Bryan LaHair homered and hit a game-winning single in the ninth inning, and the Chicago Cubs beat Houston 5-4 Wednesday in the Astros' National League finale.
In the first series between 100-game losers in the major leagues since 1962, LaHair homered in the second and broke a 4-all tie in the ninth against Hector Ambriz (1-0).
Houston went 55-107 and set a club record for losses with one more than last year. The Astros became the first team with 106 or more losses in consecutive seasons since the 1964-65 New York Mets.
Houston finished its NL tenure with 3,999 regular-season wins and 4,134 losses with five ties. The Astros are moving to the AL West next season, creating three divisions of five teams in each league.
The Astros was 16-25 under interim manager Tony DeFrancesco, who took over after Brad Mills was fired on Aug. 18. Washington third base coach Bo Porter already has been hired as Houston's manager for next season.
The Cubs, who haven't won the World Series since 1908, went 61-101 for their most losses since dropping 103 games in 1966.
Carlos Marmol (3-3) pitched a scoreless ninth to earn the win.
Justin Maxwell hit a tying, three-run homer for Houston in the eighth off Shawn Camp.
Cubs starter Travis Wood allowed one run, three hits and five walks in 6 1-3 innings, giving up Carlos Corporan's RBI single in the first.
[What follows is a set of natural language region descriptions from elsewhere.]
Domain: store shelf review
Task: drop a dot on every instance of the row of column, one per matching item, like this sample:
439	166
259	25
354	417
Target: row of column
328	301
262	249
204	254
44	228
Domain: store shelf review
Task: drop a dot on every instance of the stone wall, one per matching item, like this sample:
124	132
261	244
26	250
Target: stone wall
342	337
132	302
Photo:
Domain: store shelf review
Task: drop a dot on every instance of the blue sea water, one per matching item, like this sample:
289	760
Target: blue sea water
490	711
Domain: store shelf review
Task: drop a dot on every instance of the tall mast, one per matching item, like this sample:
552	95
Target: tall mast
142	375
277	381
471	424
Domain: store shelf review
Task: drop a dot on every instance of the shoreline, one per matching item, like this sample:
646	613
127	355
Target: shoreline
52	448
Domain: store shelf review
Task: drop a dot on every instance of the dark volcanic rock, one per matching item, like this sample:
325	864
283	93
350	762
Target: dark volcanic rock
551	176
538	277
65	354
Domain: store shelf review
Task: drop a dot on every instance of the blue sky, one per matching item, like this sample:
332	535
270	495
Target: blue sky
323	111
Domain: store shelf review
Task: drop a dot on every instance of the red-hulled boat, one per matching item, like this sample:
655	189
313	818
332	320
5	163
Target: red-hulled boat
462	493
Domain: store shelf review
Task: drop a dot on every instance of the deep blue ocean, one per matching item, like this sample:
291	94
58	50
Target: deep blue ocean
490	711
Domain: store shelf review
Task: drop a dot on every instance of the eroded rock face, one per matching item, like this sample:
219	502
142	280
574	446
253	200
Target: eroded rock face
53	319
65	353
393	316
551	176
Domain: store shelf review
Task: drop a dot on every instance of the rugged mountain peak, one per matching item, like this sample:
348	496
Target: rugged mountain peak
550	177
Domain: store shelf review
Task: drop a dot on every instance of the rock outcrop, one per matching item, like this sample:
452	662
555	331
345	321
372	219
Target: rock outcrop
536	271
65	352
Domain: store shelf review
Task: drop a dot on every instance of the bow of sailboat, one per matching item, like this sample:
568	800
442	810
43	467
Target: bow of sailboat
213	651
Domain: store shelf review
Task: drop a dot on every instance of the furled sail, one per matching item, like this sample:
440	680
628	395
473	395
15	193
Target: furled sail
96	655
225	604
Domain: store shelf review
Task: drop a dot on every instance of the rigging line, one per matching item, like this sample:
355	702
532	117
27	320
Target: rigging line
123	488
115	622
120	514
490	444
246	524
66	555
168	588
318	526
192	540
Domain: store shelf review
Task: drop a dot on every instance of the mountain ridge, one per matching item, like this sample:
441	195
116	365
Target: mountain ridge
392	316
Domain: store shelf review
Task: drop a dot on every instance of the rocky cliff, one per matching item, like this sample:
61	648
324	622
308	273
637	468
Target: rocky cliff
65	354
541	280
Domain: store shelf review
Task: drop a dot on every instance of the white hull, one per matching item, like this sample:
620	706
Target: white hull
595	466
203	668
Wood also chased Astros starter Edgar Gonzalez with a two-run single.
Gonzalez gave up four runs, five hits and four walks in 3 1-3 innings. Houston pitched 28 consecutive scoreless innings before LaHair's homer in the second.
Most Cubs' regulars were given the day off. The exception, Starlin Castro became the first player in franchise history to play shortstop in all 162 games, and the first major leaguer to do it since Jimmy Rollins in 2007. Castro's 195 consecutive games played is the longest active streak in the NL.
NOTES: The Cubs drew 2,882,756 to Wrigley Field, the first time under 3 million at home since 2003. ... Cubs OF Alfonso Soriano said he is open to being traded in the offseason if the Cubs don't plan on contending the next two years. "I just want to have one more shot to go to the World Series before I (retire)," Soriano said. The 36-year-old said he will seriously consider retiring when his contract expires after the 2014 season. He is slated to make $18 million each of the next two seasons.